A silent but relentless fact runs through many initiatives aimed at correcting the injustices of the food system.
It is not about a single project, but a systemic dynamic that repeats itself.
This fact is the 70/30 ratio:
70% dependence on the market or philanthropy,
30% actual autonomy.
In the case of Fondation Partage, 70% of the food distributed in 2024 was purchased, with only 30% recovered as surplus (2024 Activity Report).
In the case of the Refettorio, 70% of the budget was covered by external donations, and only 30% came from self-generated income (Fondazione Mater 2024 Activity Report).
This numerical coincidence is not accidental.
Numerous studies on the social economy (Jean-Louis Laville, OECD, Defourny) have shown that in advanced capitalist contexts, alternative initiatives survive within narrow margins of autonomy: the market grants space only if most resources (often between 60% and 80%) continue to depend on external funding, donations, or purchases (OECD source).
The 70/30 ratio is the sign of the times.
It is the concrete measure of the compatibility the system allows.
As long as you stay within those margins, you survive.
When you try to overturn the dominant logic, you enter into conflict.
This article analyzes how and why this forced betrayal occurred.
Not to condemn individuals or projects, but to reject the illusion that the system can be changed without changing its material foundations.
Let us start with one of the most emblematic cases: Fondation Partage.
Fondation Partage was born with the goal of recovering food surpluses and redistributing them to those in need, interrupting the absurd cycle of waste in one of the world's wealthiest cities.
According to the 2024 Activity Report, only 30% of the food distributed is recovered; 70% is purchased at a cost of approximately CHF 7,500,000.
The report does not specify from which suppliers these purchases are made, raising questions about transparency.

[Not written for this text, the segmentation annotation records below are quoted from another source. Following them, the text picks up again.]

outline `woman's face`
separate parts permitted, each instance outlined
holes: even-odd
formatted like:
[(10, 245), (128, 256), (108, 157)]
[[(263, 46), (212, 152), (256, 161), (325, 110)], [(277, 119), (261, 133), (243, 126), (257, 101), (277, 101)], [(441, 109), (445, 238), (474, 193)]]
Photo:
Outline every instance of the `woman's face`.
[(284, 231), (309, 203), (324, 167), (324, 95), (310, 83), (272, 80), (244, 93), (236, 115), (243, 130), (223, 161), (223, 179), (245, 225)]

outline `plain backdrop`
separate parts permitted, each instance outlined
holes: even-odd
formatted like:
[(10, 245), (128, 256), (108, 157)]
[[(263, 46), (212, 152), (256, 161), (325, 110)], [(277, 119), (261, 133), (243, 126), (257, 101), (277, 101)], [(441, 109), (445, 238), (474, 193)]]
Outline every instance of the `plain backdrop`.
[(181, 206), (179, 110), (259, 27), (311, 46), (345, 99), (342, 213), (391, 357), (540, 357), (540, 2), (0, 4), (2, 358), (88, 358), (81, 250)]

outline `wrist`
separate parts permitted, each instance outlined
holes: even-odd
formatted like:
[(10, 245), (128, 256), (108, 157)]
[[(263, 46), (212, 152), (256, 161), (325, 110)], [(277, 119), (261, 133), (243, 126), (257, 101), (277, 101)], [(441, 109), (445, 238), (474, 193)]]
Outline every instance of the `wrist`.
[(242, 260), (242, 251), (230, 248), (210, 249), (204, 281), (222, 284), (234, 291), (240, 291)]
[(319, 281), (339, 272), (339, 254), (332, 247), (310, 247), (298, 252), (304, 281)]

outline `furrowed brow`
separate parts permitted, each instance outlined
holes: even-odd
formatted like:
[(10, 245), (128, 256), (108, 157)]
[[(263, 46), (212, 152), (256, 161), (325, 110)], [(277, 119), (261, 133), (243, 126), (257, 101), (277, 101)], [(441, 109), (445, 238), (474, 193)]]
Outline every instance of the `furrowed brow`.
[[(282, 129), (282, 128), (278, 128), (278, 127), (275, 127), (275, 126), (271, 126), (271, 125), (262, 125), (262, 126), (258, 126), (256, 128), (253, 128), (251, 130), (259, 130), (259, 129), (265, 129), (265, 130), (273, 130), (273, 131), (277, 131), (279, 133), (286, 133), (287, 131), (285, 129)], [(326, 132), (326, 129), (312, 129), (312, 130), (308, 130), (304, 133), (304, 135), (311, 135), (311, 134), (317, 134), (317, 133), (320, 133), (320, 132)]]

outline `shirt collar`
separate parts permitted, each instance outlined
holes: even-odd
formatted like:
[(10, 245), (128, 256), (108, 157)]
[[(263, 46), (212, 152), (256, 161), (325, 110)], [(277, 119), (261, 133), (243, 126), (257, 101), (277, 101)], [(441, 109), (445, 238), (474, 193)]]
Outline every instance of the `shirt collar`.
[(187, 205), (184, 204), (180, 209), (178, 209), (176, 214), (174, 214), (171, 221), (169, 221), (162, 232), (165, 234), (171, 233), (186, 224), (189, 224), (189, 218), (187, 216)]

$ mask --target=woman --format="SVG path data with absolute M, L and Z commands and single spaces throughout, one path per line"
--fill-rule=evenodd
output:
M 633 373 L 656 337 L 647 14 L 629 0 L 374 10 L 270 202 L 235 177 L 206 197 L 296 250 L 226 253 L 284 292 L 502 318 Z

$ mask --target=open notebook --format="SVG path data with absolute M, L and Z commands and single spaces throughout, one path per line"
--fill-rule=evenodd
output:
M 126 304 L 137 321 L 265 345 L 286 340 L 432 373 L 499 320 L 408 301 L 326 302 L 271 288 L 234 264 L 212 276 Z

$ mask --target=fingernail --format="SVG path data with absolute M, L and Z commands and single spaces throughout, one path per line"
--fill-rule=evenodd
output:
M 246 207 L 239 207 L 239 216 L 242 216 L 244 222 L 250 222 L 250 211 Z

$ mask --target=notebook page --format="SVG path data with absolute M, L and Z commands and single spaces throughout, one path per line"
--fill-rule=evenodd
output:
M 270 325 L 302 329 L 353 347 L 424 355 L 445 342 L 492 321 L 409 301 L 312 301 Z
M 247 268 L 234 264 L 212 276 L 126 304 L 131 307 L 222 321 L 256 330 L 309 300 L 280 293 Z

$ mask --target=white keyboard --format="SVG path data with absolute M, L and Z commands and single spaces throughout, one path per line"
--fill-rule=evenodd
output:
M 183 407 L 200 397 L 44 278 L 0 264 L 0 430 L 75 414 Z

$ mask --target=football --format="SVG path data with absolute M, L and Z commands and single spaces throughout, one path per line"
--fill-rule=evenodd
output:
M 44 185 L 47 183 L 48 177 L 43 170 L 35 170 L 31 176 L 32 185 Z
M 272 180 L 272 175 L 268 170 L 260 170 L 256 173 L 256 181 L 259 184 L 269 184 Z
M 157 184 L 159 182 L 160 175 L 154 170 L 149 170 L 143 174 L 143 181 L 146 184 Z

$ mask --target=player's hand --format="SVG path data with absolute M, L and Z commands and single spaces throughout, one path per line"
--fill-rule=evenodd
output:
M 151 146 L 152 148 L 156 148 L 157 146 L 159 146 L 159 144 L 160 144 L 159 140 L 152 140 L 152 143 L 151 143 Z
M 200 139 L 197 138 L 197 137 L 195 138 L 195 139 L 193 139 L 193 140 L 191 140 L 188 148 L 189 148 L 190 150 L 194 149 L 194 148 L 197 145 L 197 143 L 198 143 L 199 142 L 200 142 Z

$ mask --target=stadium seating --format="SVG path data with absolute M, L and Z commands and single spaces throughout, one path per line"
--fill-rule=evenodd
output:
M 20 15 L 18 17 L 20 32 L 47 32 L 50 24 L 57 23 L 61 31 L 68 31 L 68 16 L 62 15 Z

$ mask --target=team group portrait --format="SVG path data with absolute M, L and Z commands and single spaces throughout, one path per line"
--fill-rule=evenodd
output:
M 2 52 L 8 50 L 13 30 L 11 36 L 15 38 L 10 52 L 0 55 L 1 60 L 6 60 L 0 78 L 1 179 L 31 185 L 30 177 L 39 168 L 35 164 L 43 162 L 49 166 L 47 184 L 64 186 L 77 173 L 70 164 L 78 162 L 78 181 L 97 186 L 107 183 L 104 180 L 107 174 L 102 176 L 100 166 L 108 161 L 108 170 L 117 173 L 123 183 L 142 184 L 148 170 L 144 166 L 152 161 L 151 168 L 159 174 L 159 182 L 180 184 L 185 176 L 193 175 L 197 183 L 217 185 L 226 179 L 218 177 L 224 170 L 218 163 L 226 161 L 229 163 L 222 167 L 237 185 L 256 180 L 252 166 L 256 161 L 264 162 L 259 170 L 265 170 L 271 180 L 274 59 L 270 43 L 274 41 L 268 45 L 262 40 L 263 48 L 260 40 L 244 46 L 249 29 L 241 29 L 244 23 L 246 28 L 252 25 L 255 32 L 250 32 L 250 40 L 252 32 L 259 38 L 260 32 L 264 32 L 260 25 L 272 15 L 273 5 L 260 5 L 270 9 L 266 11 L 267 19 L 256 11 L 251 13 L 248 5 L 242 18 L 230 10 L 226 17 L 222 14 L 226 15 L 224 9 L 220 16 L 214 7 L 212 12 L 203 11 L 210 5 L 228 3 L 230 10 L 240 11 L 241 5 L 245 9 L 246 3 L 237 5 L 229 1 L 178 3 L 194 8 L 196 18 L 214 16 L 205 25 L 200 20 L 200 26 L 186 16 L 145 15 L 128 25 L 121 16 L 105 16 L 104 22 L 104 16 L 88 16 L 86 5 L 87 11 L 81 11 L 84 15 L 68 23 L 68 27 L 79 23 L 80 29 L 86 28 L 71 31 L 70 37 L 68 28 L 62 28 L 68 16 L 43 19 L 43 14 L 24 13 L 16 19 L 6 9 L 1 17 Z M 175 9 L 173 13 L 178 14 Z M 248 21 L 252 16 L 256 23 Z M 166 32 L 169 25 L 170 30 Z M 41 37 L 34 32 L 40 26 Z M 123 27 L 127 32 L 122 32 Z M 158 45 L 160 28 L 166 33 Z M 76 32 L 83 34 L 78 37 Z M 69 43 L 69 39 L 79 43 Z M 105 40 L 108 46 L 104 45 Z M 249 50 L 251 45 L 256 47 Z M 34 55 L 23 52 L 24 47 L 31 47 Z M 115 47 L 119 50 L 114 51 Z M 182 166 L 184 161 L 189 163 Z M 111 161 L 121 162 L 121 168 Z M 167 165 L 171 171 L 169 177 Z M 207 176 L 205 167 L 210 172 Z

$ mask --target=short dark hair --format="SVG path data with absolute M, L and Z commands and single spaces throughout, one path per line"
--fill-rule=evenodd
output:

Through Samedi du Partage, citizens are invited to buy products from Migros and Coop supermarkets to donate to Partage.
In 2024, 202 tons of products were collected.
However, this is not surplus recovery but stimulation of new consumption, with direct benefits for large retailers. Two representatives from Migros even sit on the Fondation Partage board.
Partage has thus become an institutionalized actor in poverty management, sustaining the market rather than disrupting it.
Refettorio was founded as a solidarity restaurant, aiming to self-finance through paying customers while offering free meals to those in need.
According to the Fondazione Mater 2024 Activity Report:
Refettorio remains open and fights daily to keep its mission intact.
Yet without external support, the local market does not allow such a solidarity initiative to survive autonomously.
In Geneva, begging is largely prohibited: in 2023 alone, 920 fines were issued to vulnerable individuals (source).
At the same time, large retailers are free to beg publicly through food collection campaigns, strengthening their control over poverty management.
Migros is among the many stakeholders represented on the steering committee for the upcoming cantonal law on the right to food. While the draft has not yet been made public, and details remain unclear, the process raises important questions: Will this law truly enshrine the right to food as a justiciable obligation — or will it merely codify existing practices of delegated, often privatized, food aid? That distinction is not technical; it is political.
Partage and Refettorio tell the same story:
without structural transformation, every alternative is first tolerated, then normalized, and finally emptied.
Institutionalized charity does not fight the system; it consolidates it.
The market produces hunger.
Philanthropy manages it.
Politics watches and congratulates itself.
We will not save ourselves by refining hunger management or multiplying acts of charity.
The 70/30 paradox is not a curiosity or a failure of isolated projects: it is the concrete measure of the system’s compatibility with initiatives that do not dare to subvert it.
Tolerance and absorption are the methods by which the dominant order turns every attempt at resistance into a functional extension of itself.
As long as we accept these margins, we reproduce what we claim to fight.
If we truly want change, we must abandon the illusion of gradual reform and recognize that managing misery without transforming deeper structures is complicity, not emancipation.
We must build spaces that do not merely adapt to existing constraints but break the logic itself, questioning the very production of hunger, dependence, and exclusion.
In doing so, it is crucial not to fall into a further trap: solidarity cannot survive on the shoulders of individual citizens.
The right to food must not become a private transaction between paying customers and people in need.
Public institutions — the City, the Canton, the State — must assume responsibility.
Customer contributions should remain a free gesture of solidarity, not a substitute for public obligations.
As Tomaso Ferrando reminds us in "Law and the Politics of Food Waste", institutional management of waste — both material and human — is not a solution; it perpetuates the war against autonomy, dignity, and the very possibility of another social order.
We do not want to manage waste.
We want to abolish the need for charity itself, along with the system that produces hunger, waste, and poverty as normal conditions of social life.
This is the true challenge: not less conflict, but more imagination, more organization, and more disobedience.